LOBBYING & LAW

Yes to Nukes

The nuclear industry is cultivating labor unions to help push for federal loan guarantees to build power plants.

Updated: January 31, 2011 | 8:35 a.m.
May 3, 2008

As it plots a comeback in the United States, the nuclear power industry is cultivating a critical ally: organized labor.

The reasons are both practical and political. The industry's plan to build dozens of power plants requires thousands of workers, many of them with special skills that have become scarce during a more than 20-year hiatus in major construction. Good relations with unions could pave the way to steady labor supplies, smooth relations with workers, and more training programs to provide skilled labor.

Perhaps more important, the industry could use labor's clout with Democrats to help ensure support in Congress--and in a White House that could soon be home to a Democrat--for the substantial federal backing needed to help get plant construction rolling again.

Industry officials want Uncle Sam to reassure Wall Street banks, which have been skittish about investing in nuclear power, by guaranteeing repayment of tens of billions of dollars in loans.

In January, according to lobby disclosure filings, the Nuclear Energy Institute bolstered its already substantial K Street bench by hiring the new team of Michael Mathis and Chuck Harple. Until recently, they were, respectively, the government affairs director and the political director for the International Brotherhood of Teamsters. In the first three months of the year, the NEI paid the firm $30,000 to lobby on the federal loan guarantee issue. Separately, Constellation Energy Group, which hopes to build a third nuclear reactor at its Calvert Cliffs facility in Maryland, paid Mathis and Harple $10,000 to lobby on "funding, regulation, and permitting of enhanced nuclear and electric production."

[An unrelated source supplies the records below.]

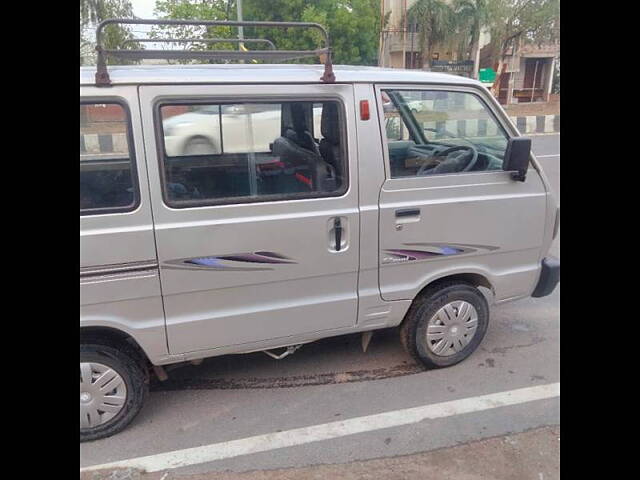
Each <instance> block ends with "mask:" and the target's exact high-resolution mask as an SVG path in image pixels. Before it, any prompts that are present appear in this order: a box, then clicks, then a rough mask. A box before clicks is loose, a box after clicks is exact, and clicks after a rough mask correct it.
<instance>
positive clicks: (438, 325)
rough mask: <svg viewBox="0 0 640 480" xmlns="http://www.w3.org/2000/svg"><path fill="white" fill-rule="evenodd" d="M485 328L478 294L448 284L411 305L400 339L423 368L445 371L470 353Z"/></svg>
mask: <svg viewBox="0 0 640 480" xmlns="http://www.w3.org/2000/svg"><path fill="white" fill-rule="evenodd" d="M488 325H489V305H488V303H487V300H486V299H485V297H484V295H483V294H482V292H480V290H478V289H477V288H476V287H473V286H472V285H469V284H466V283H449V284H444V285H441V286H440V287H437V288H435V289H432V290H430V291H427V292H426V293H425V294H424V295H422V296H421V297H419V298H417V299H416V300H415V301H414V303H413V305H412V306H411V308H410V309H409V311H408V312H407V316H406V318H405V320H404V322H403V324H402V326H401V328H400V339H401V340H402V344H403V345H404V347H405V349H406V350H407V352H408V353H409V354H411V356H413V357H414V358H415V359H416V360H418V361H419V362H421V363H422V364H424V365H425V367H427V368H442V367H449V366H451V365H455V364H456V363H460V362H461V361H463V360H464V359H465V358H467V357H468V356H469V355H471V354H472V353H473V352H474V350H475V349H476V348H477V347H478V345H480V342H481V341H482V339H483V338H484V335H485V333H486V331H487V326H488Z"/></svg>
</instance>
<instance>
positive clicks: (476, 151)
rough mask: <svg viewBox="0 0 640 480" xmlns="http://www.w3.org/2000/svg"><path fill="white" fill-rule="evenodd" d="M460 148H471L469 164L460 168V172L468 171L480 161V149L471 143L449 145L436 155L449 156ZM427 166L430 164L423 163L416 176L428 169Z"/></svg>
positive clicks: (445, 156)
mask: <svg viewBox="0 0 640 480" xmlns="http://www.w3.org/2000/svg"><path fill="white" fill-rule="evenodd" d="M460 150H470V153H471V156H470V157H469V161H468V162H467V164H466V165H465V166H464V168H463V169H461V170H458V171H459V172H468V171H470V170H471V169H472V168H473V167H474V166H475V164H476V162H477V161H478V151H477V150H476V149H475V148H474V147H472V146H471V145H458V146H455V147H449V148H446V149H444V150H442V151H440V152H438V153H436V154H435V155H434V157H447V156H449V154H450V153H453V152H457V151H460ZM427 166H428V165H427V164H426V163H425V164H423V165H422V166H421V167H420V169H419V170H418V173H416V176H420V175H422V172H424V171H425V170H426V169H427ZM433 168H435V167H433Z"/></svg>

"Mike and Chuck provide us with an additional conduit to these labor unions, and help get them to work with us," said Bob Powers, NEI's senior director of legislative programs. The two lobbyists also work with lawmakers' offices to coordinate meetings for the industry on Capitol Hill, he said.

Powers was legislative director of the AFL-CIO's Building and Construction Trades Department before the NEI hired him in mid-2006 to join its in-house lobbying team. There are other labor links as well: Since at least 2003, the institute has elected three union presidents to its board of directors, and the Building and Construction Trades Department lists the NEI as an "industry partner."

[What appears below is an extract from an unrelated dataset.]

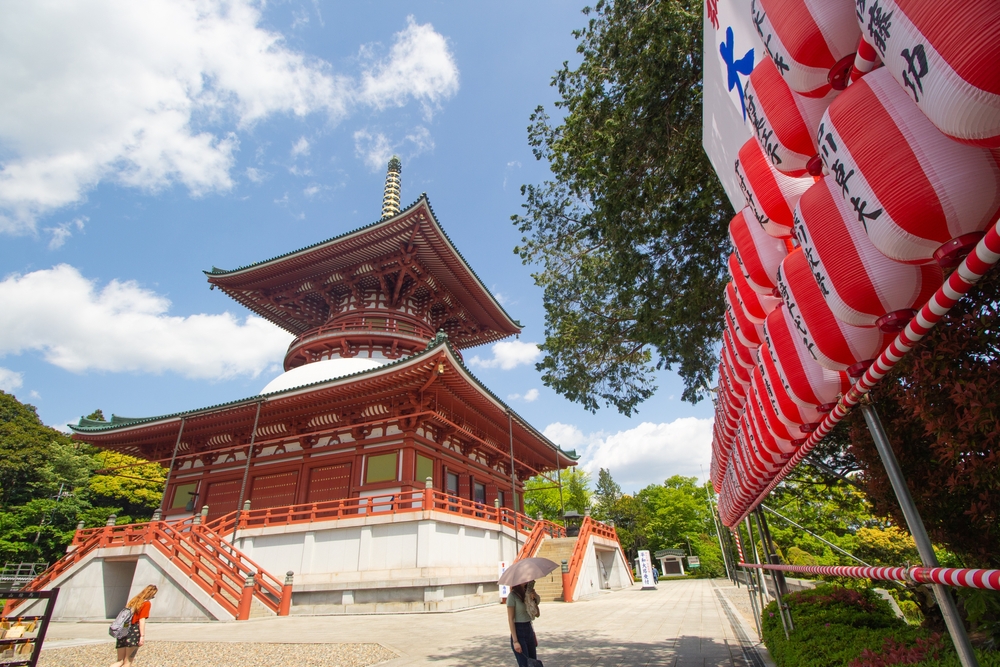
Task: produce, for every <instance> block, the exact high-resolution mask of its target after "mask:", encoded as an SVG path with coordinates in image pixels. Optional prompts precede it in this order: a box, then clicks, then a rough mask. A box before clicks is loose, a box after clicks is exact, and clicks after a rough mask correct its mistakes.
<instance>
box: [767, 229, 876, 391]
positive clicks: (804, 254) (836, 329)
mask: <svg viewBox="0 0 1000 667" xmlns="http://www.w3.org/2000/svg"><path fill="white" fill-rule="evenodd" d="M778 291H779V293H780V294H781V296H782V299H783V300H784V302H785V307H784V310H785V311H786V312H787V313H788V317H789V319H790V320H791V322H792V323H793V325H794V326H795V331H796V332H797V333H798V335H799V336H800V337H801V338H802V340H803V342H804V345H805V348H806V350H807V351H808V352H809V354H810V355H811V356H812V358H813V359H815V360H816V363H818V364H819V365H820V366H822V367H823V368H827V369H829V370H832V371H844V372H846V373H847V374H848V375H849V376H851V377H857V376H859V375H861V374H862V373H863V372H864V371H865V369H866V368H868V366H870V365H871V363H872V361H874V360H875V358H876V357H878V355H879V354H881V353H882V350H884V349H885V348H886V346H887V345H888V344H889V341H890V340H891V339H890V337H889V336H887V335H886V334H884V333H882V332H881V331H879V330H878V329H877V328H876V327H855V326H852V325H850V324H846V323H845V322H842V321H841V320H838V319H837V318H836V317H834V315H833V311H831V310H830V306H829V305H828V304H827V302H826V299H824V298H823V294H822V292H820V289H819V285H817V284H816V280H815V279H814V278H813V273H812V268H811V267H810V266H809V261H808V260H807V259H806V257H805V253H804V252H803V251H802V249H801V248H796V249H795V250H793V251H792V252H791V253H789V255H788V257H786V258H785V261H784V262H782V263H781V270H780V271H779V272H778Z"/></svg>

The allure of nuclear power for labor is the massive number of jobs--as many as 71,300 during peak construction--that the industry says would be needed to build the 31 reactors on the drawing board. But none of the plants has received the required approvals and financing yet, so the promise of such jobs is just that--a promise.

Still, the industry is already trying to line up workers and suppliers. At the Building and Construction annual meeting in Washington in April, the union and Bechtel announced that they would ink a labor agreement by year's end for construction of Constellation Energy's proposed reactor.

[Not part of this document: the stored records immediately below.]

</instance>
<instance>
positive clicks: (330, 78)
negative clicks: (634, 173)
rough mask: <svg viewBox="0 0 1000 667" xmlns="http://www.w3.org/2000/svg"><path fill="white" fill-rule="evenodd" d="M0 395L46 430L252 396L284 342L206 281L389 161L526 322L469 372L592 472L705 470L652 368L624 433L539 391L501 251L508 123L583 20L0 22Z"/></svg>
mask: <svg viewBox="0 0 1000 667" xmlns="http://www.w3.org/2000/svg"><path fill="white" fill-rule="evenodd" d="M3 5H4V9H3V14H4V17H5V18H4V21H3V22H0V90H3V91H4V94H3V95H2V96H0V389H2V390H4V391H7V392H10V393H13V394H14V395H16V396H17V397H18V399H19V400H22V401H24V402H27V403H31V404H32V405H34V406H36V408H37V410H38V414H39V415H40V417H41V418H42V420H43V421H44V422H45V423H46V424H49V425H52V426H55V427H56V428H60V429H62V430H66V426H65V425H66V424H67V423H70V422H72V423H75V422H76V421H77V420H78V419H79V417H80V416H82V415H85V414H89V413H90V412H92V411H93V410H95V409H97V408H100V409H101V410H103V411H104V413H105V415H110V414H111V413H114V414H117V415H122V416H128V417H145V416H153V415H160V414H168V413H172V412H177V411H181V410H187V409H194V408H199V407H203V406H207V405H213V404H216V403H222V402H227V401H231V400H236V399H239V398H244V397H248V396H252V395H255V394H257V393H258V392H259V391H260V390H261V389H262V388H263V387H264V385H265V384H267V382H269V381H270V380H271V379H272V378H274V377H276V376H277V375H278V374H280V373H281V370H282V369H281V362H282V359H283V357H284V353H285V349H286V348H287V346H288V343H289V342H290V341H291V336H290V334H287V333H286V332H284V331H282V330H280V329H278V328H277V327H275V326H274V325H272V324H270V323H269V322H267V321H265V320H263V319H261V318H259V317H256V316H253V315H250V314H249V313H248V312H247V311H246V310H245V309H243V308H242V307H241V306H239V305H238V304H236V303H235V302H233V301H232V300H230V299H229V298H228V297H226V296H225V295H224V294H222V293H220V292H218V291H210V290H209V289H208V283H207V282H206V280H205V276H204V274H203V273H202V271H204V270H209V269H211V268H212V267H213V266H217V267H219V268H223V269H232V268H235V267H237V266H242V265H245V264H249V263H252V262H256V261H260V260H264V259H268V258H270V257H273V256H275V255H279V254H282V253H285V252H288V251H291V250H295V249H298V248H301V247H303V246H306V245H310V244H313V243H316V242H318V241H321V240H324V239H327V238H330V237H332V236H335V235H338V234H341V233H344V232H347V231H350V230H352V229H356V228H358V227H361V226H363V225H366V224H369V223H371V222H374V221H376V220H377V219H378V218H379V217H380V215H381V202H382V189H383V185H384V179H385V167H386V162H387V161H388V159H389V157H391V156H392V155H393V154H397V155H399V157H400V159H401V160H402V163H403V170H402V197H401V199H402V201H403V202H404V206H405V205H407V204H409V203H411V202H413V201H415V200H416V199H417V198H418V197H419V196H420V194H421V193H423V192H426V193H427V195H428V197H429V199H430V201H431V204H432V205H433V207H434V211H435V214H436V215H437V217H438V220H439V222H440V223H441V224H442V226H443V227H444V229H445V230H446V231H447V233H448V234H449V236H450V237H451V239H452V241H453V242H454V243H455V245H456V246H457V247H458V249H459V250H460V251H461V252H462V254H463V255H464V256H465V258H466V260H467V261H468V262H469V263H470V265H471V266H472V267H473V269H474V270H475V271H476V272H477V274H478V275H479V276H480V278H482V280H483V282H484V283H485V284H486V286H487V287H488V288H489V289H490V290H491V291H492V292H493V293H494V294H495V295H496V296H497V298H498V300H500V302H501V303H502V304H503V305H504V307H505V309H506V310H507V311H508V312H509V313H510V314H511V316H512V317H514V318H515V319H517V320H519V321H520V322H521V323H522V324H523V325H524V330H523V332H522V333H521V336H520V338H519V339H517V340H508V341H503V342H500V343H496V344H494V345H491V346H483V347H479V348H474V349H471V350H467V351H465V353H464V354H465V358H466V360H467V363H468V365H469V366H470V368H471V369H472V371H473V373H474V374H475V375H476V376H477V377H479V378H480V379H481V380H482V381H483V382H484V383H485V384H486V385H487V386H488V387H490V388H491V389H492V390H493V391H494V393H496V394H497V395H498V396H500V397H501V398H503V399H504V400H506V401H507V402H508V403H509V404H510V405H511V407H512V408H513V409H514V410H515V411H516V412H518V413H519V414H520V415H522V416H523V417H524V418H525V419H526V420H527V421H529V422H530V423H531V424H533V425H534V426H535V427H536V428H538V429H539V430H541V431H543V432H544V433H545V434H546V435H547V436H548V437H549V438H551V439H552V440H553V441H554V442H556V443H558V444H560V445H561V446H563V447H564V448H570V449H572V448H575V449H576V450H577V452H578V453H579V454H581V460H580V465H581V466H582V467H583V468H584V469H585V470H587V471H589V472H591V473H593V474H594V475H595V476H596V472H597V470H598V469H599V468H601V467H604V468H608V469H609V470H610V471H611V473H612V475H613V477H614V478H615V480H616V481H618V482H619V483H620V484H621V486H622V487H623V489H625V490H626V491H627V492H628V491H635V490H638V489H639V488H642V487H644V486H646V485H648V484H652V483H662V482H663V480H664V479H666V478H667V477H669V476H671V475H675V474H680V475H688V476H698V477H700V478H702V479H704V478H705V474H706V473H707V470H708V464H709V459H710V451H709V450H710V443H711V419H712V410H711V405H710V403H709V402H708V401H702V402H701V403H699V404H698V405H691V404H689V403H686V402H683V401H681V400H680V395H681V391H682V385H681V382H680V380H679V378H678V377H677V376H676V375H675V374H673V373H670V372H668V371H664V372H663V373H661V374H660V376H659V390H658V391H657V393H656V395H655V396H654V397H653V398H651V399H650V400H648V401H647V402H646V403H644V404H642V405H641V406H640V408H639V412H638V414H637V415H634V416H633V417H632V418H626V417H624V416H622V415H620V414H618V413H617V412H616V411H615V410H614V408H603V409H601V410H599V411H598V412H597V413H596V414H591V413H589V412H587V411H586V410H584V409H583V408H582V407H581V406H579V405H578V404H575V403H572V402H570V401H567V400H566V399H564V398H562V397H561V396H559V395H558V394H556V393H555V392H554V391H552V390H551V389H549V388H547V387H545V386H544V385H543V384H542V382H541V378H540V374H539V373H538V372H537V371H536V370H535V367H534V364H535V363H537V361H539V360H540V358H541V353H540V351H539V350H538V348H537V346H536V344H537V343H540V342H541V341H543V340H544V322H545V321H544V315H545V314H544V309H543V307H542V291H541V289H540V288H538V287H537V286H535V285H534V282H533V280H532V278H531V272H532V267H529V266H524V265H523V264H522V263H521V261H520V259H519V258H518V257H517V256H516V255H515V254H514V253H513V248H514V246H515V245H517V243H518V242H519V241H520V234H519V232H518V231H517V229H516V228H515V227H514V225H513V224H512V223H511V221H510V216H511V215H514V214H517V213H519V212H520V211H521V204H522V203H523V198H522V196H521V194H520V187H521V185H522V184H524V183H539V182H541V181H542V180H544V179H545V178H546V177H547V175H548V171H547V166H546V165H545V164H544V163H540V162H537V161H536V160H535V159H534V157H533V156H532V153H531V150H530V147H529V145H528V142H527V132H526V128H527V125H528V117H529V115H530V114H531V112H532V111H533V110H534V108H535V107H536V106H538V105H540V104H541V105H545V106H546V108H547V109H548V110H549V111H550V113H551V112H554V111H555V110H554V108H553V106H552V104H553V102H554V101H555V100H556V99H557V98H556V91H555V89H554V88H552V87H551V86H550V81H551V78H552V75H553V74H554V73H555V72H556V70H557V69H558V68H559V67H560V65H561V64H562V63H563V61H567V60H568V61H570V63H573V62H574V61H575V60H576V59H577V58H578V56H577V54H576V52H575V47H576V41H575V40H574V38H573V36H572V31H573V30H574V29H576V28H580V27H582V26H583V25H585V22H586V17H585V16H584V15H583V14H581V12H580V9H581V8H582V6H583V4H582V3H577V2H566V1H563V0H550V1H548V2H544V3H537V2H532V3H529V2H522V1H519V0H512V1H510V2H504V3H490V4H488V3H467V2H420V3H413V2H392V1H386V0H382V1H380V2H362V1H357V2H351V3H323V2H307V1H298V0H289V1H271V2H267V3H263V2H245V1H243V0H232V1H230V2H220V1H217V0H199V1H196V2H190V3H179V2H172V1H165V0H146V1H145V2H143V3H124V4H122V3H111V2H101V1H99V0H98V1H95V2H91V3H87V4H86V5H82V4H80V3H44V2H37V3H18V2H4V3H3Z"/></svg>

The nuclear industry's ambitious plans and the corresponding jobs are unlikely to be realized without the federal loan guarantees. Over the objections of environmentalists and fiscal conservatives, Congress did approve $18.5 billion in guarantees last year under the auspices of the Energy Department. But the industry will likely need more than that amount, and many key details remain to be worked out. Among them: What a company getting loan guarantees should have to pay up front to compensate taxpayers for taking on the risk of default.

The program is supposed to pay for itself, but Autumn Hanna, senior program director at Taxpayers for Common Sense, says, "With DOE's record of being able to assess the true cost for risk, we have little faith that will happen." The group occasionally joins nearly a dozen environmental organizations opposed to expanding nuclear power generation that have been meeting weekly since the battle over the loan guarantees heated up late last year.

Reaching out to labor could help the nuclear industry counter the influence of these environmental and budget watchdog groups, many of which have ties to Democrats. It could also help balance the industry's historical tilt toward Republicans. In the 2004 election cycle, the NEI's political action committee gave three times as much money to Republican candidates as Democratic ones; in 2006, the ratio was 2-to-1. (So far in this election cycle, contributions are split evenly between candidates of both parties.)

The move could also compensate for some of the clout that the industry will lose with the retirement this year of a key advocate, Sen. Pete Domenici, R-N.M. Domenici is the ranking member on the Energy and Natural Resources Committee and a former chairman; he is also the ranking member on the Appropriations panel's Subcommittee on Energy and Water. Domenici is the former boss of the NEI's head of governmental affairs, Alex Flint.

This article appeared in the Saturday, May 3, 2008 edition of National Journal.